TITLE:
Interactive Effects of API Gravity and Storage Geometry on Short-Term Volume Retention of Selected Polar and Nonpolar Organic Liquids
AUTHORS:
Gideon Mudiaga Efetobor, Idongesit Effiong Ekpo, Ikodia Orji, Achugasim Ozioma, Pereware Adowei
KEYWORDS:
API Gravity, Storage Geometry, Polarity, Organic Liquid, Evaporation
JOURNAL NAME:
Journal of Materials Science and Chemical Engineering,
Vol.14 No.6,
June
25,
2026
ABSTRACT: The interactive effects of API gravity and storage geometry on the volume retention of selected polar and nonpolar organic liquids (ethanol, methanol, low-molecular-weight crude oil [LCO], and natural gas liquids [NGL]) were investigated in this study over 7 days of evaporative storage. The storage systems used for monitoring the process were shaped into five different geometries (horizontally cylindrical, vertically cylindrical, cuboidal, spherical, and conical), and the liquids used in this study were characterized by API gravity, dipole moment, standard enthalpy of vaporization, vapor pressure, and interfacial evaporation descriptors.
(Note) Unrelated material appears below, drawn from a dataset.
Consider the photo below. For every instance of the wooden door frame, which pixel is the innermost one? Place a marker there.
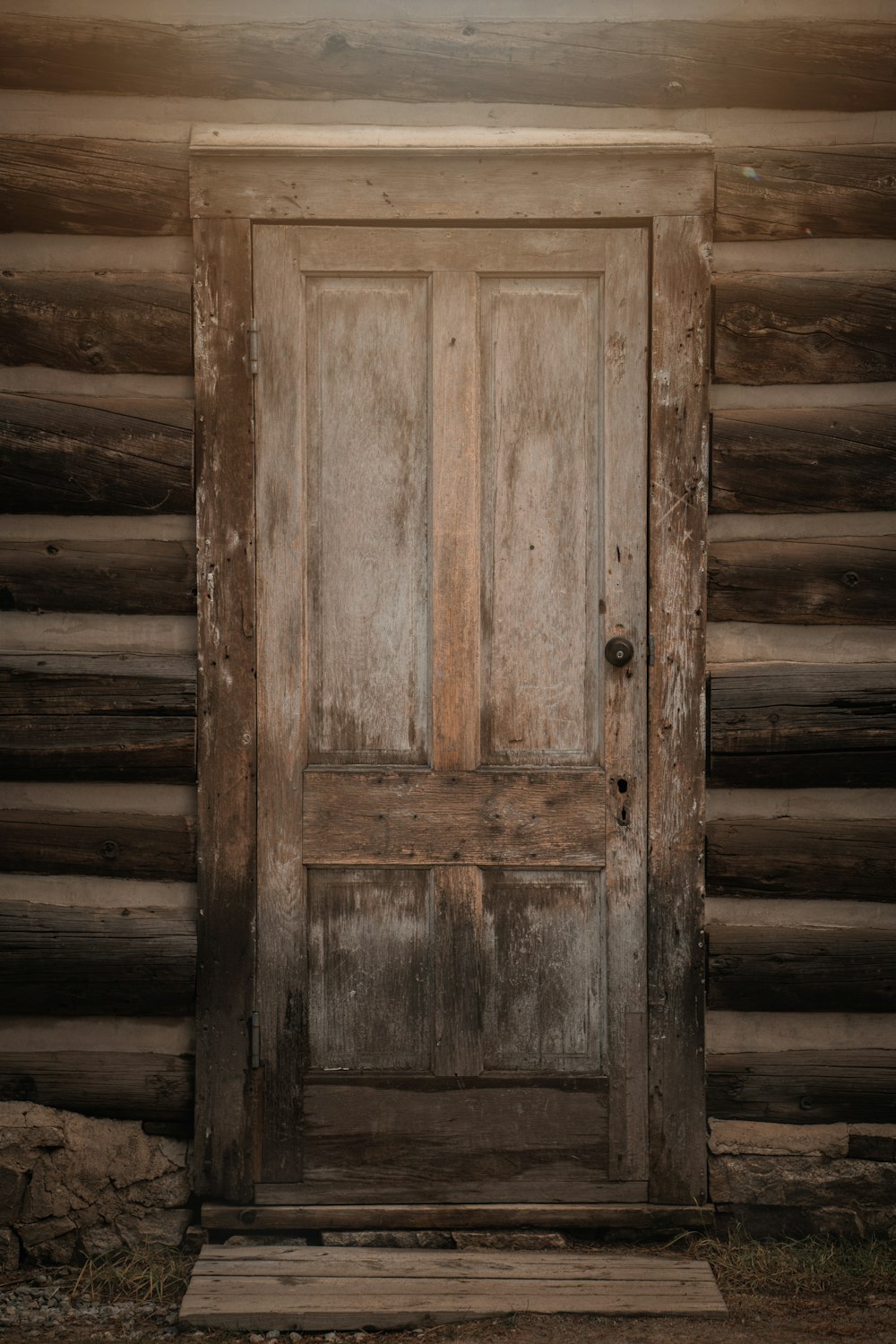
(662, 182)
The results showed that liquid retention was governed by a competitive interplay among volatility, cohesive intermolecular attraction, gas-phase mass transfer, and vessel geometry. The consistent poor retention of NGL was attributed to its high API gravity, low effective cohesive energy, and very high vapor pressure. At the same time, ethanol and LCO exhibited the highest retention due to their lower volatility and greater resistance to evaporation. The polar compounds showed that ethanol retained more volume than methanol. However, both compounds have a close range of API gravities and dipole moments, indicating that the enthalpy of vaporization and vapor pressure were more decisive than polarity alone. The role of geometry was enormous as the conical vessel had the highest cumulative retention, while the spherical vessel had the least. Therefore, short-term storage losses are controlled not by API gravity alone, but by the combined effects of thermodynamic properties and storage geometry, with clear implications for reducing evaporation losses and for storage design in the process industries.